Recuerdo con tal nitidez su risa en nuestra primera cita que miro a los lados buscándola. Cuando nos sentamos y el camarero se acercó, le pregunté si quería vino. Dijo un tímido no que en realidad descubrió un sí, cuando trajeron solo una copa. Entonces dijo, solo una que se me suelta la risa. Menuda risa.
Si su sonrisa era preciosa, la risa que salía de aquella mujer podría alegrar el mundo entero. Solo con eso me enamoró. Inocente, limpia y sincera, la más alegre que en mi vida he escuchado y dudo que otra suene igual. Cómo no amarla. Por suerte para mí, tras unos años juntos, me respondió sí apostillando, ¡cuánto has tardado! Y rió.
De esa primera cita a hoy han pasado 30 años. La vida nos ha tratado bien. Hasta hoy. Anoche volvíamos de celebrarlo. Una cena con velas, una delicia de platos y una copa de vino como aquella vez. Su risa estaba desbordada por la emoción y recordaba cada instante aún con más detalle que yo. Paseamos abrigados y agarrados como dos jovenzuelos besuqueándonos en un portal. Maravilloso. Más feliz que la primera vez porque ahora sabía que mi amor era para ella y el suyo para mí, para siempre.

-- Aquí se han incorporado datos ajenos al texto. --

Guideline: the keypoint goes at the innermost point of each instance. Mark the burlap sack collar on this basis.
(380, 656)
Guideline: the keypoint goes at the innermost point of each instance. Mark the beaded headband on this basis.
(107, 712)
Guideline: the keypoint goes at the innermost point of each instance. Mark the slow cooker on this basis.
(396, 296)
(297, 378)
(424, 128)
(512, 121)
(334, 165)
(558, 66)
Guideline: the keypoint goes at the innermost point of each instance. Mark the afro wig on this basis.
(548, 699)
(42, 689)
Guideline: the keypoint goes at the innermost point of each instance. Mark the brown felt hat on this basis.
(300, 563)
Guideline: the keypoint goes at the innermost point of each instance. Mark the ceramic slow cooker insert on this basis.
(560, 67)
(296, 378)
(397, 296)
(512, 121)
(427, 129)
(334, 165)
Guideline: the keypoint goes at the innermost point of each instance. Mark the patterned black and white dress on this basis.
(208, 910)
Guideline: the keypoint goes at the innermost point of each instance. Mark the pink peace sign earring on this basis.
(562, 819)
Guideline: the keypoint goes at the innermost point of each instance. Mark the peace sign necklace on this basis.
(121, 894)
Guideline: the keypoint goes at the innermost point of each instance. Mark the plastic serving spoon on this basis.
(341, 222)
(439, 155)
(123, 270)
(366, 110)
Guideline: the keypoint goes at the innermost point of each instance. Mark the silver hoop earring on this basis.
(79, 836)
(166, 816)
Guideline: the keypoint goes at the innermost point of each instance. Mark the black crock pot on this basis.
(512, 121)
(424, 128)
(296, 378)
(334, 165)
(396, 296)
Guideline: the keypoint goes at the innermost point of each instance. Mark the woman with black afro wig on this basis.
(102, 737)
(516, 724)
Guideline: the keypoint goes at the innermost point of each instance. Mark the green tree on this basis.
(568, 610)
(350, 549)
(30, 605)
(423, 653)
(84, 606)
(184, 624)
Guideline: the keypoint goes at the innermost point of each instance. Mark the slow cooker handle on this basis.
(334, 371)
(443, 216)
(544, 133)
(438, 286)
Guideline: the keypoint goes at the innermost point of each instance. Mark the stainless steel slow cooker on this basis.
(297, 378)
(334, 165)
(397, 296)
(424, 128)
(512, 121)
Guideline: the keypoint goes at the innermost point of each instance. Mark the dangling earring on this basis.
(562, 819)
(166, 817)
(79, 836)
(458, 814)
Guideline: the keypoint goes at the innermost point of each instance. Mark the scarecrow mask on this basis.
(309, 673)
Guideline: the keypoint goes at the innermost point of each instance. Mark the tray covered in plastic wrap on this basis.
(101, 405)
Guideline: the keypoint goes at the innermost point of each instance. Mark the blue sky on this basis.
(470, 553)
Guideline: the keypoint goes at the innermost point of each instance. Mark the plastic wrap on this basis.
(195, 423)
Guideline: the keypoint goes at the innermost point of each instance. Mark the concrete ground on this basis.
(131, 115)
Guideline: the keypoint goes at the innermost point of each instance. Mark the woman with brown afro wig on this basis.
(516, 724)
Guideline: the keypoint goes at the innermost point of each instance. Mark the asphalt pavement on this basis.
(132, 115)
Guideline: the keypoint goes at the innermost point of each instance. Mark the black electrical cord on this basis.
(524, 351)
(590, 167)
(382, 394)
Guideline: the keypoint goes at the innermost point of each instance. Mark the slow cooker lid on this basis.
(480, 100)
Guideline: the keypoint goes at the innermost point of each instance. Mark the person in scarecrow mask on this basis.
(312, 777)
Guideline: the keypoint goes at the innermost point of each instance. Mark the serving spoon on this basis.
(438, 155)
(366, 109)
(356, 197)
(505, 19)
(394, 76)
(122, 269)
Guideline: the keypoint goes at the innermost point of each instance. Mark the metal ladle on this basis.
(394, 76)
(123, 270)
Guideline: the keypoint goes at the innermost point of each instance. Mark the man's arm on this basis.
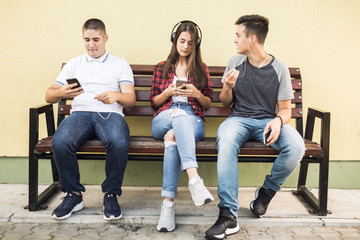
(283, 117)
(126, 97)
(226, 96)
(56, 92)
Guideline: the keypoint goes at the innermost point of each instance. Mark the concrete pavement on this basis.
(287, 216)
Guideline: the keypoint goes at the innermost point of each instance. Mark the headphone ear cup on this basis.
(173, 35)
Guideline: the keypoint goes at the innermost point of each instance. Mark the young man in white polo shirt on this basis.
(107, 85)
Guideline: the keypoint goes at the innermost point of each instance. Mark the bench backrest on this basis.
(143, 81)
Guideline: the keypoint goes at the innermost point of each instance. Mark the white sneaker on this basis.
(199, 192)
(167, 217)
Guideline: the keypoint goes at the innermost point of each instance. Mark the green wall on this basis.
(15, 170)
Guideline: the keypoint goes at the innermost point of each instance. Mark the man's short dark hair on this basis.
(255, 24)
(94, 24)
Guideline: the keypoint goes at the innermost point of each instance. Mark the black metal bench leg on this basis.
(33, 183)
(323, 187)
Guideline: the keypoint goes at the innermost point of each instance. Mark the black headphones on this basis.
(173, 33)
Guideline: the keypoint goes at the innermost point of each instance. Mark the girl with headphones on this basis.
(181, 92)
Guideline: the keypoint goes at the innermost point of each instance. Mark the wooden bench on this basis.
(146, 148)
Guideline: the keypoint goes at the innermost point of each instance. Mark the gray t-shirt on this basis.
(257, 90)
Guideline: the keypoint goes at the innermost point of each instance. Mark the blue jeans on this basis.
(188, 129)
(232, 133)
(111, 129)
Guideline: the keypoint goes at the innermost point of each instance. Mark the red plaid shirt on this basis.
(159, 84)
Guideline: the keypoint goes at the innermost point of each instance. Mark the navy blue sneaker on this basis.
(72, 203)
(112, 209)
(262, 199)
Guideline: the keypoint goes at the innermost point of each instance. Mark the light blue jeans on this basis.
(232, 133)
(188, 129)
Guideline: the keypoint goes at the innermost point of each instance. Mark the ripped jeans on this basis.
(180, 155)
(232, 133)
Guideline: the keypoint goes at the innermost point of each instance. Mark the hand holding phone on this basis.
(266, 135)
(73, 80)
(180, 83)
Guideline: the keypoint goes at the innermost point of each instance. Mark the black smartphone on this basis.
(179, 83)
(73, 80)
(266, 135)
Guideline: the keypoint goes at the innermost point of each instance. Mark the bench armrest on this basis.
(35, 112)
(325, 128)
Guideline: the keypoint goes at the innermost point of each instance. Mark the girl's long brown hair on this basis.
(196, 67)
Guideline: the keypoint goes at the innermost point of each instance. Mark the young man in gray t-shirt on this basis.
(258, 87)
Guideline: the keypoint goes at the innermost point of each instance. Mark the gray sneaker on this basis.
(167, 217)
(199, 192)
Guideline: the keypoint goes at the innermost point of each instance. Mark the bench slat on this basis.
(141, 144)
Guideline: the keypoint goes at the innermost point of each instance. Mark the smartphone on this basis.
(266, 135)
(73, 80)
(179, 83)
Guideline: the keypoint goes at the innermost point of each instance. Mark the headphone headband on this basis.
(173, 33)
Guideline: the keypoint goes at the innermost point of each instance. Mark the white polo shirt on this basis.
(96, 76)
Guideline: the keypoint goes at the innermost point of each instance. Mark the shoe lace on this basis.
(166, 211)
(264, 198)
(66, 199)
(111, 200)
(221, 220)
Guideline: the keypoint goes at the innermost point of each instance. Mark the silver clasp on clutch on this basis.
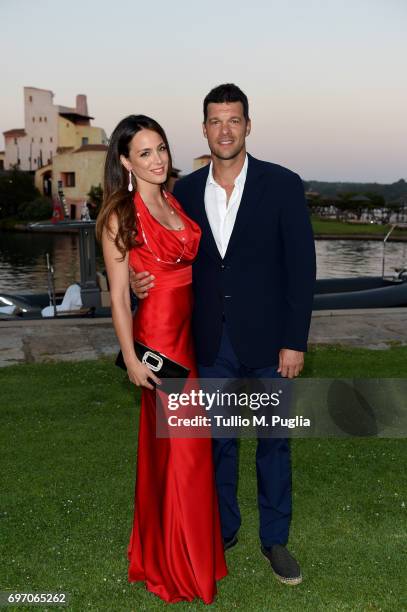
(156, 367)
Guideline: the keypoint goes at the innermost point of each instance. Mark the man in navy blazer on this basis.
(253, 283)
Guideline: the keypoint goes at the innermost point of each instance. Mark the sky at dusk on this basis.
(326, 79)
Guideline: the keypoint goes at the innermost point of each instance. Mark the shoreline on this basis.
(22, 228)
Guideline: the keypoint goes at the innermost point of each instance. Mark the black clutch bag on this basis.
(157, 362)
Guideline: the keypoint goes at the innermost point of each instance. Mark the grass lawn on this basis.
(331, 227)
(69, 454)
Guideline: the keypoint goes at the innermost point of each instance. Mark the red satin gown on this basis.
(176, 544)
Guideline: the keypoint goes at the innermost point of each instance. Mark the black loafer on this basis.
(284, 566)
(230, 542)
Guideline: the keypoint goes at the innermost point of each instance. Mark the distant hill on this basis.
(390, 192)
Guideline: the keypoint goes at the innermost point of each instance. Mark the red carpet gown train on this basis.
(175, 545)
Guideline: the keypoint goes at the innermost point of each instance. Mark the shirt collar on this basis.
(239, 180)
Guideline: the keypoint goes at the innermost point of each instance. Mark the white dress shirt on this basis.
(222, 214)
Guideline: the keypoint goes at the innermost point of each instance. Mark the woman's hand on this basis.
(139, 373)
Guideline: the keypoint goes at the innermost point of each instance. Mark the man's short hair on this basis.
(228, 92)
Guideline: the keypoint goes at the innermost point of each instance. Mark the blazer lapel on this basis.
(207, 240)
(251, 197)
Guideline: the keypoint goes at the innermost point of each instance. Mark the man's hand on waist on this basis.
(140, 283)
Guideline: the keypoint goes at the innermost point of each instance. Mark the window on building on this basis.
(68, 179)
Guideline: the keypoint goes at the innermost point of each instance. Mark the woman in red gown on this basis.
(175, 546)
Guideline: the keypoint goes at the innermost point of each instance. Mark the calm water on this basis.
(23, 268)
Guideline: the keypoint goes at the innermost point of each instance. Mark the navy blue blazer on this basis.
(263, 287)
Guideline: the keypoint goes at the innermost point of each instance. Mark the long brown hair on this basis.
(116, 197)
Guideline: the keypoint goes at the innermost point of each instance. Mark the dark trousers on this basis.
(273, 464)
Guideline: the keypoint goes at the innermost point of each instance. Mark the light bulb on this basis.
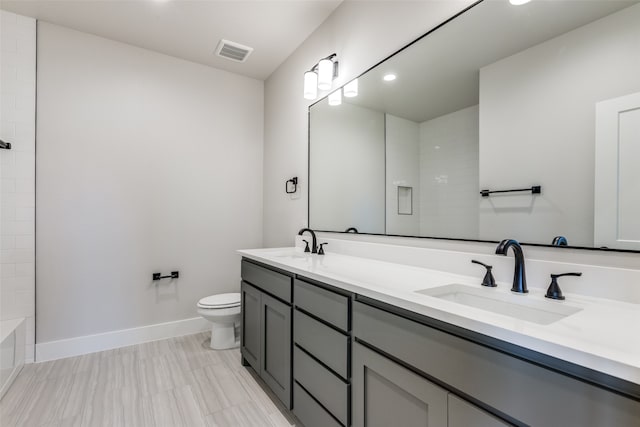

No sabía que siempre fuera tan breve. Volvíamos en el coche y por el retrovisor vi luces de varios vehículos que se acercaban deprisa, demasiado. El segundo no pudo esquivarnos cuando trató de adelantarnos y tras un golpe salimos disparados de la carretera sin que pudiera hacer nada.
Ahora me siento flotar, supongo que serán los calmantes porque a veces me duele todo el cuerpo mucho y al poco desaparece todo recuerdo del dolor. En medio de sonidos que no reconozco la oigo, pero no ríe. Llora ahogadamente. Al menos sé que está bien, aunque creo que no opinaría lo mismo. Una lágrima sale de mis ojos, yo lo que quiero es oírla reír y marcharme en paz. Entonces la oigo sonreír.
Todo se apaga y lo que soy se desvanece, me voy.